Paper Review 1: ELIZA — A Computer Program for the Study of Natural Language Communication Between Man and Machine

Fatih Cagatay Akyon
NLP Chatbot Survey
Published in
2 min readOct 11, 2018

In this post, the paper “ELIZA — a computer program for the study of natural language communication between man and machine” is summarized.

Joseph Weizenbaum. 1966. ELIZA — a computer program for the study of natural language communication between man and machine. Commun. ACM 9, 1 (January 1966), 36–45

User interface of the Eliza.

Eliza is a computer program performing primitive forms of natural language processing tasks. It was created by Joseph Weizenbaum at MIT in 1966. It makes natural language conversations between a human and a computer possible. Eliza enables communication with pattern matching and substitution approaches but it does not use context information. Still, it is an important step in the evolution of natural language processing. Eliza processes user inputs and produces output for a given input, based on the rules provided by scripts. The creator of Eliza, Weizenbaum, identified 5 problems to be solved in Eliza scripts.
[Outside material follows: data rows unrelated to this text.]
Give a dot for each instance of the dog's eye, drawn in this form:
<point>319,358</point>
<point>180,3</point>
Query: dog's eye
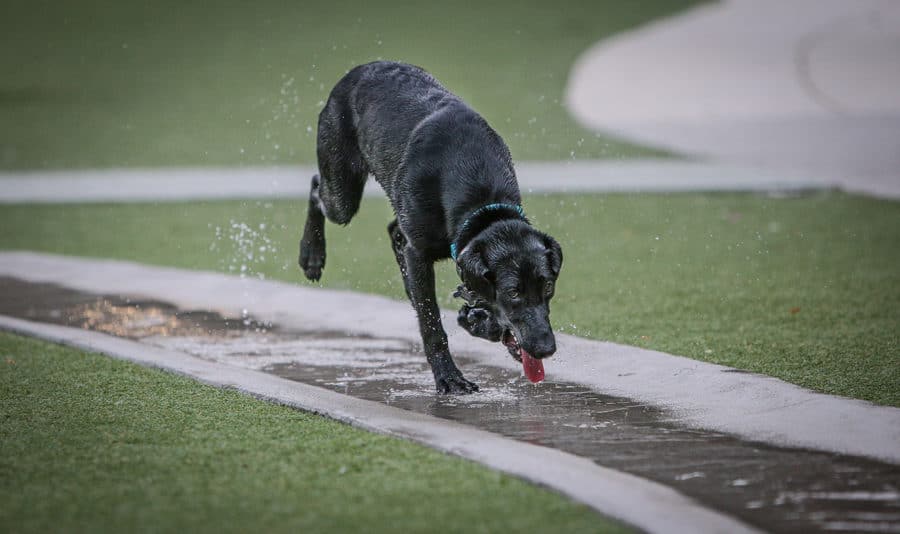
<point>548,288</point>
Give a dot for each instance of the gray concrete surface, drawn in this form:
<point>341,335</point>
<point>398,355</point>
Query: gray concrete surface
<point>646,505</point>
<point>699,395</point>
<point>179,184</point>
<point>796,86</point>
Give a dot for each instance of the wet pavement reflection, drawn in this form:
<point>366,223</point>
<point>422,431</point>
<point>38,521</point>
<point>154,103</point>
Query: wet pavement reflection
<point>776,489</point>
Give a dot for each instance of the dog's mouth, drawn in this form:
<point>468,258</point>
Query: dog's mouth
<point>533,367</point>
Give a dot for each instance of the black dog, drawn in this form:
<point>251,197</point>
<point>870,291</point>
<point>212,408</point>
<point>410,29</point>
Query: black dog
<point>451,182</point>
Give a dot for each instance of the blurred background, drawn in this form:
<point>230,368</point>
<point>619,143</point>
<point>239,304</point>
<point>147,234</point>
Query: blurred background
<point>104,83</point>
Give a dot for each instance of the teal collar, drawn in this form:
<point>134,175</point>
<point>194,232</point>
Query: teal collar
<point>483,209</point>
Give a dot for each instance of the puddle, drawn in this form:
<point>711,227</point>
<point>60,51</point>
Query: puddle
<point>776,489</point>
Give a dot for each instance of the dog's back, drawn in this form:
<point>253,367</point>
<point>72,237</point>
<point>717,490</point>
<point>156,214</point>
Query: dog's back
<point>404,124</point>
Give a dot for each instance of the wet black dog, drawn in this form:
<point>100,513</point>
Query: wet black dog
<point>451,181</point>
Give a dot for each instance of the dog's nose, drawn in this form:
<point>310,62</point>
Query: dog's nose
<point>544,347</point>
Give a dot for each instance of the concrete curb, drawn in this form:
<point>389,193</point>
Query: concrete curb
<point>184,184</point>
<point>644,504</point>
<point>697,394</point>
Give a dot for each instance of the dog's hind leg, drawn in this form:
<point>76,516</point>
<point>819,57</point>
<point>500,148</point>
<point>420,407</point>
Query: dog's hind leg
<point>336,191</point>
<point>398,243</point>
<point>312,244</point>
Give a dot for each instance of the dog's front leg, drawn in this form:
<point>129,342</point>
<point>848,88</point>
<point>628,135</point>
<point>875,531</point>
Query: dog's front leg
<point>420,283</point>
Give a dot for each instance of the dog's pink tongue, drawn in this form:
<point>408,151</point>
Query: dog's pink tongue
<point>534,368</point>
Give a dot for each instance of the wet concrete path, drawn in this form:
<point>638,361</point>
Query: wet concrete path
<point>777,489</point>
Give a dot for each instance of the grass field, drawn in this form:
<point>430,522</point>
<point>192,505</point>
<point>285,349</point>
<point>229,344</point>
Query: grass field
<point>806,289</point>
<point>91,444</point>
<point>102,83</point>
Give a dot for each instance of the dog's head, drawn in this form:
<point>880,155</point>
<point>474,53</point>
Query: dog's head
<point>513,268</point>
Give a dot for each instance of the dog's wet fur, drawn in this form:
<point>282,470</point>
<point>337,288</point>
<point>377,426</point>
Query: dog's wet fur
<point>439,163</point>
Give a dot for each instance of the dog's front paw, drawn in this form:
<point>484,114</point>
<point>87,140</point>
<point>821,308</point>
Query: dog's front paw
<point>454,384</point>
<point>479,322</point>
<point>447,378</point>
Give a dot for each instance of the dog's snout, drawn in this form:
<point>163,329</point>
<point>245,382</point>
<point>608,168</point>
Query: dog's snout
<point>544,346</point>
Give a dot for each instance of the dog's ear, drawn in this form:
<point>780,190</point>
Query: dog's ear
<point>474,273</point>
<point>554,254</point>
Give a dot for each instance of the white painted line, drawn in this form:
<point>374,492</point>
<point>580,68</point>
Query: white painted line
<point>639,502</point>
<point>697,394</point>
<point>181,184</point>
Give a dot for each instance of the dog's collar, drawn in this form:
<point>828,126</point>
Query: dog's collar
<point>464,228</point>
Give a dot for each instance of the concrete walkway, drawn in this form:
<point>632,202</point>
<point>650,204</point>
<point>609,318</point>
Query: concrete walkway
<point>646,505</point>
<point>800,86</point>
<point>699,395</point>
These are the identification of key words, the discovery of minimal context, the choice of appropriate transformations, generation of responses in the absence of key words and the provision of an editing capability for Eliza scripts. The answers to these questions are critical in forming scripts and Weizenbaum solved these problems.

Eliza’s input processing starts with key words analysis. Key words are important and scripts assign ranks to these key words. If there are key words, they are sorted according to their rank and the input sentence is processed using the rule associated with the key word having highest rank. After identifying key words, Eliza applies a transformation rule, consisting of two parts — decomposition and reassembly. Decomposition rule breaks the input into pieces according to key words and applies proper transformations. Then, decomposition rule forms reassembly rules to follow when reconstructing the sentence. This rule takes parts of the input sentence that the decomposition rule created and rearranges them in a suitable form. All in all, Eliza implements a bunch of rules to create response from a user input.